Noxious stimuli may also affect pEEG parameters. However, at best, this surrogate is challenging to assess reliably, and more effective nociception monitors are available [147, 148]. Critical care staff must also be aware that targeting pEEG levels in ECMO sedation will not necessarily guarantee immobility, which might occasionally be necessary.

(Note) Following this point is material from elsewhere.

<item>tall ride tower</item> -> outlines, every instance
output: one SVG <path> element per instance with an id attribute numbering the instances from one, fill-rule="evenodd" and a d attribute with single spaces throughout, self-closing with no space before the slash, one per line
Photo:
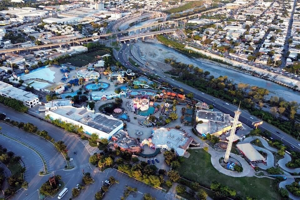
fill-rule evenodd
<path id="1" fill-rule="evenodd" d="M 231 131 L 230 131 L 230 135 L 229 137 L 229 141 L 228 141 L 228 145 L 227 146 L 227 148 L 226 150 L 226 152 L 225 153 L 225 156 L 224 157 L 224 162 L 227 163 L 228 162 L 229 159 L 229 155 L 230 154 L 230 150 L 231 150 L 231 146 L 232 146 L 232 142 L 233 140 L 233 137 L 235 133 L 235 129 L 237 128 L 237 125 L 238 120 L 238 118 L 242 112 L 240 111 L 240 107 L 239 106 L 238 110 L 234 111 L 234 119 L 233 120 L 233 122 L 232 124 L 232 127 L 231 128 Z"/>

Figure 2 summarises the potential advantages, barriers and uncertainties regarding pEEG sedation monitoring in VV-ECMO care.

Fig. 2.

Potential roles and barriers of pEEG sedation monitoring in ECMO. The benefits and barriers of pEEG sedation monitoring in VV-ECMO may differ in their impact, with some aspects being more significant than others

Strengths and limitations

The strengths of this narrative review include the substantial literature search and a comprehensive approach to mapping evidence, as well as the identification of knowledge gaps, theories, and key factors related to the concept of VV-ECMO sedation and pEEG sedation monitoring in VV-ECMO care. While this review primarily addresses VV-ECMO sedation, it also includes relevant details from studies related to general ICU and VA-ECMO populations when discussing transferrable concepts to ensure a comprehensive overview. The limitations are the lack of specific studies investigating the pEEG monitoring during VV-ECMO and the wide variety of literature providing information about ECMO and pEEG sedation monitoring separately.

Conclusion

Sedation during VV-ECMO therapy poses several challenges. VV-ECMO alters the pharmacokinetics of sedatives, and the unique needs of this patient population make it difficult to accurately assess, conduct and monitor sedation using traditional scoring methods. Although pEEG monitoring is gradually becoming a standard clinical practice in general critical care, there is no established evidence for its use in VV-ECMO therapy. Despite the lack of hard evidence, using pEEG for sedation monitoring in ECMO care has been advocated and supported in the literature [7, 113, 149–151]. Given its proven utility in other populations and the absence of significant contraindications, the authors believe pEEG monitoring should be routinely implemented in all ECMO cases. However, while it has never been considered ineffective or unsafe, nationally endorsed ECMO guidelines in the United Kingdom have yet to recommend pEEG-based sedation monitoring specifically for ECMO care.

Therefore, there is a clear need for further research to clarify the advantages and limitations of pEEG monitoring in this setting. Future research should aim to establish optimal and safe pEEG targets for ECMO sedation, develop protocols that minimise the use of sedatives and opioids facilitating sedation weaning, and correlate specific pEEG changes with neurological outcomes and age-related changes. Integrating pEEG with other monitoring methods, such as near-infrared spectroscopy, may be particularly beneficial. In the future, machine learning or artificial intelligence-based models that synthesise multiple physiological signals (e.g., pEEG, ECMO parameters, near-infrared spectroscopy, vital signs, and blood gas data) might have the potential to improve outcome predictions. Finally, additional studies are needed to evaluate the cost-effectiveness of pEEG and its impact on clinical workflows in resource-intensive ECMO settings.

Supplementary Information

Below is the link to the electronic supplementary material.

Data availability

This article is a narrative review and does not involve generating or analysing original research data. All information presented in this article is derived from publicly available literature sources (described in the methods section), which are appropriately cited in the reference list. Therefore, a data availability statement is not applicable.